4. Il I Congresso rafforza l’azione e il ruolo del (n)PCI nel movimento comunista internazionale

Con il I Congresso noi abbiamo confermato il nostro impegno a fare dell’Italia un nuovo paese socialista, a eliminare la Repubblica Pontificia e quindi a rendere con questo un servigio importante alle classi oppresse e ai popoli oppressi del mondo intero, stante il ruolo che il Vaticano e la sua Chiesa hanno avuto e hanno per l’imperialismo europeo e americano e l’oppressione che questi ancora fanno gravare sul resto del mondo. Abbiamo quindi confermato il nostro impegno a contribuire alla seconda ondata della rivoluzione proletaria che avanza in tutto il mondo.
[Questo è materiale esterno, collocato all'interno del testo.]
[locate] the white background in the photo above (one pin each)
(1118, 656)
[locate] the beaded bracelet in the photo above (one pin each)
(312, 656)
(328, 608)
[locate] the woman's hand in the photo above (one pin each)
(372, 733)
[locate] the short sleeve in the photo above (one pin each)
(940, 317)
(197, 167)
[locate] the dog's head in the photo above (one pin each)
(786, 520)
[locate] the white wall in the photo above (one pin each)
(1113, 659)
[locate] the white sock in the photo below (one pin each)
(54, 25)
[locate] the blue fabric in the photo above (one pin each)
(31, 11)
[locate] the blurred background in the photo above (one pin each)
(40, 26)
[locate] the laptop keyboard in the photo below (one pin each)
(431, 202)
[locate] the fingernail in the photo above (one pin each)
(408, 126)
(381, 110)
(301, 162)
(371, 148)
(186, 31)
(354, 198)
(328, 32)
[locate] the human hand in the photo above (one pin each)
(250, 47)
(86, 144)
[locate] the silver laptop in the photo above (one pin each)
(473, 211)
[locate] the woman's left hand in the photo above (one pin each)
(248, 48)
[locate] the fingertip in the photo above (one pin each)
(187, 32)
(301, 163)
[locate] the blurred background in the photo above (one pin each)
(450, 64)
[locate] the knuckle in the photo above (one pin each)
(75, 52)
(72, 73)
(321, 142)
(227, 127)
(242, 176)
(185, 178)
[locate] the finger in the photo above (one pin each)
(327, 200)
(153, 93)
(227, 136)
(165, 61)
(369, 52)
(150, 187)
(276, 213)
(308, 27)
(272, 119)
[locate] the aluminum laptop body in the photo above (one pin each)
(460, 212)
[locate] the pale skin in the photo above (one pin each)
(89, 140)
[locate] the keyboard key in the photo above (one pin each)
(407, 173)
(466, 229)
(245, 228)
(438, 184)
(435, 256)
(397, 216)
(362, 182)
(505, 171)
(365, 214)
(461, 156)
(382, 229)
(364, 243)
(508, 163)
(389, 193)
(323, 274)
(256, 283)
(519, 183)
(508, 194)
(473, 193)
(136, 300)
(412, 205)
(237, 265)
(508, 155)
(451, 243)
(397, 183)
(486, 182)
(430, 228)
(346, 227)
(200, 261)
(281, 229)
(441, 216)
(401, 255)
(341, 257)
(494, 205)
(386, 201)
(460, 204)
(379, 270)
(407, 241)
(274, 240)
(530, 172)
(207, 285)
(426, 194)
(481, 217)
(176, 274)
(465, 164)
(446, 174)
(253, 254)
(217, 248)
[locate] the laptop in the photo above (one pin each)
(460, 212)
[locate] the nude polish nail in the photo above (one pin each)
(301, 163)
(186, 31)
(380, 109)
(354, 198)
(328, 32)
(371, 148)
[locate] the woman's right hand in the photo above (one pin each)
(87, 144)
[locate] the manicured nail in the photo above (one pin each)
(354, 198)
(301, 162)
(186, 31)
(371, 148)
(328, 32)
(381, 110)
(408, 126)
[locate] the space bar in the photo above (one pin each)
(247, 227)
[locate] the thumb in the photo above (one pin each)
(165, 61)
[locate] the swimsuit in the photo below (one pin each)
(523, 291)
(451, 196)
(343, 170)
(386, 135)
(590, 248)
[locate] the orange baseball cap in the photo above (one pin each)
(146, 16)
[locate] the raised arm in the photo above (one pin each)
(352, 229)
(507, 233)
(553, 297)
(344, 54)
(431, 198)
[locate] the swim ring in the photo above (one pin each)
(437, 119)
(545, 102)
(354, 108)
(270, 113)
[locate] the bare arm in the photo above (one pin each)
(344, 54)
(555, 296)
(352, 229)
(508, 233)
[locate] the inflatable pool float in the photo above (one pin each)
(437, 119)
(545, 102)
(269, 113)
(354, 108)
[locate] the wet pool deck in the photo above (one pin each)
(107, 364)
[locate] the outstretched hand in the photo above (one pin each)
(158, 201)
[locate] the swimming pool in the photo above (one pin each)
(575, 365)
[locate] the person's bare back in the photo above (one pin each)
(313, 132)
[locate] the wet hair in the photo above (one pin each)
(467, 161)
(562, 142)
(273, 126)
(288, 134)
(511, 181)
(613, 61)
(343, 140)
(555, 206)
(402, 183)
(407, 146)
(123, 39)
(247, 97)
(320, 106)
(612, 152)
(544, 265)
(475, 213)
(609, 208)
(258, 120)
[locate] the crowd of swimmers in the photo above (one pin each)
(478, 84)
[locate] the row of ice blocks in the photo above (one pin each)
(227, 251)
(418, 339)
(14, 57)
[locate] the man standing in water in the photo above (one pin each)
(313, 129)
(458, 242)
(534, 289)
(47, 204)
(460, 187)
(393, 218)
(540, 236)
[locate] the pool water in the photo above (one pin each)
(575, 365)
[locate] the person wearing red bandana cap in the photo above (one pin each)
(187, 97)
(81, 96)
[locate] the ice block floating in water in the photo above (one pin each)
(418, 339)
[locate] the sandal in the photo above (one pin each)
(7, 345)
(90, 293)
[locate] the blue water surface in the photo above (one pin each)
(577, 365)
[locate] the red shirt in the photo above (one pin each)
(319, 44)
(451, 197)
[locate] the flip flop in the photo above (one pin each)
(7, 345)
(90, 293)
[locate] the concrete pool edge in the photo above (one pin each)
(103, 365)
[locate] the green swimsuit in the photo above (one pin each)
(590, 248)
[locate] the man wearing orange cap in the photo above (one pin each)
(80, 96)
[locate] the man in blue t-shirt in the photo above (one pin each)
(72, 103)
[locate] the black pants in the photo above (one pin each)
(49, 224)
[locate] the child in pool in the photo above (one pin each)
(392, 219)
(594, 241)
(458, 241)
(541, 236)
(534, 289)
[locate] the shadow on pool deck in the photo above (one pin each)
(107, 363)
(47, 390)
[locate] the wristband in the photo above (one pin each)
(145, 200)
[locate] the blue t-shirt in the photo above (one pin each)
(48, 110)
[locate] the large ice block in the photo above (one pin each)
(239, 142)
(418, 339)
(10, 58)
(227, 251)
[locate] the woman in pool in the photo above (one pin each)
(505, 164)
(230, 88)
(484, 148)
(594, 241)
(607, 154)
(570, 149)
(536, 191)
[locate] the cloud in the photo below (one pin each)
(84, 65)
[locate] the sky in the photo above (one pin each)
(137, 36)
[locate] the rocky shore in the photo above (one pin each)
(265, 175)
Sulla base dei risultati del I Congresso rafforzeremo le nostre relazioni nel movimento comunista internazionale e daremo con più forza il nostro contributo perché esso si liberi dal dogmatismo e dall’economicismo che ancora frenano la sua rinascita.

Questo è per importanza il quarto dei principali significati del I Congresso.

 

Il I Congresso non ha solo posto una solida base per quanti lottano o aspirano a lottare per instaurare il socialismo e per trasformarsi in funzione di questa lotta. Esso in definitiva è anche un appello a continuare con maggiore slancio l’opera che abbiamo intrapreso, l’opera che mira a coronare il sogno dei nostri padri, l’opera che mira a contribuire a creare un futuro radioso per l’umanità: col pensiero rivolto alle nuove generazioni che costituiranno questo futuro e nel ricordo dei nostri martiri che hanno dato la loro vita per la causa e di tutti quelle compagne e quei compagni che ad essa hanno dedicato la loro vita. È l’appello che faccio anche personalmente ai compagni e agli organismi del Partito, mentre mi impegno a far fronte con onore al ruolo che il CC del (n)PCI mi ha affidato.